Desde entonces, cada vez que recordaba a los familiares que perdí por culpa del cáncer, recordaba su caso. Cada vez que un reportero de televisión salía en Zaragoza pensaba en qué tal estaría afrontando la quimioterapia o el tratamiento que le estuviesen poniendo. Cuáles serían sus miedos y necesidades. Cómo estaría su familia.
Este 12 de octubre, precisamente, vi en el telediario a la 'Pilarica', era el día grande de Zaragoza. Algo me hizo buscar su número en la agenda, pero no me atreví a tocar el teclado para escribirle. El cáncer es muy puñetero y yo muy poco valiente. No quería imaginarme que al otro lado estuviera su mujer o su hijo o que simplemente los mensajes no le llegaran porque el número había sido desactivado.
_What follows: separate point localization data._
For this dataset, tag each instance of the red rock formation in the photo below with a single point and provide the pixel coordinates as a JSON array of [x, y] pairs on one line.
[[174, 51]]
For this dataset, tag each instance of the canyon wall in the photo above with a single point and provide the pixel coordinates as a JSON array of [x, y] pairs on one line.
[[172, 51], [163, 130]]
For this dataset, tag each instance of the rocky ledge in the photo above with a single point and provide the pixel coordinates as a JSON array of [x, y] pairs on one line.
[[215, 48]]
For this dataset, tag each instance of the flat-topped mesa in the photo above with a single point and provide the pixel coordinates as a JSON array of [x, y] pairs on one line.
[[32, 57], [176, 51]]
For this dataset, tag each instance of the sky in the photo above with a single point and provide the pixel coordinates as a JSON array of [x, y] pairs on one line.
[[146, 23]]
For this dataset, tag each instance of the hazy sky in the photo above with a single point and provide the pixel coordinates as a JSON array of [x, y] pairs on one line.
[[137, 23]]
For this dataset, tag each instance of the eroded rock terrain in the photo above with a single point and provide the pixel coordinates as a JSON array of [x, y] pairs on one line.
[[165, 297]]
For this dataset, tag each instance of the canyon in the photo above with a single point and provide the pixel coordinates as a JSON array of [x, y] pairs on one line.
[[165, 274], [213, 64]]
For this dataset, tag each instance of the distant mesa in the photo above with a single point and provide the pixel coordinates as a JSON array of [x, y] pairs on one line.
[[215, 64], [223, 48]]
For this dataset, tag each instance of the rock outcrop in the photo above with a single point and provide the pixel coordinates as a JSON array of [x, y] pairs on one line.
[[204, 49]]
Así que decidí escribir a aquel amigo que me ayudó a encontrarlo en su día. Me respondió al instante. Se acordaba de mí porque en todos estos meses no ha parado de contar aquella hazaña en la que se demostró que las redes sociales pueden ser maravillosas si son bien utilizadas.
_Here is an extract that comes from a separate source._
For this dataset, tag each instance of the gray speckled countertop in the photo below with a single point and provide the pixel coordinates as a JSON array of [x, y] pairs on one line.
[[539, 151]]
No sabía qué decirle. Nadie nos enseña a actuar en este tipo de situaciones y a veces siento que deberían enseñarlo hasta en los colegios. “¿Cómo fue la cosa?”, le dije sin pensar tras explicarle brevemente el motivo por el que le escribía.
Tras unos minutos de espera impaciente -estaría buscando el archivo-, su amigo me envió la esquela que llevaba su nombre. Martín había fallecido el pasado verano con apenas 55 años. "Pues acabó mal, pobre", escribió.
Sin conocerlo de nada, sin haber hablado, algo en mí se rompió. Se me había ido un amigo que jamás conocí, pero que me demostró que la sociedad era más humana de lo que creía. Siempre pensé que la vida en algún momento nos cruzaría. Si yo iba a Zaragoza. O él venía a Málaga. Pero no pudo ser. No pudimos.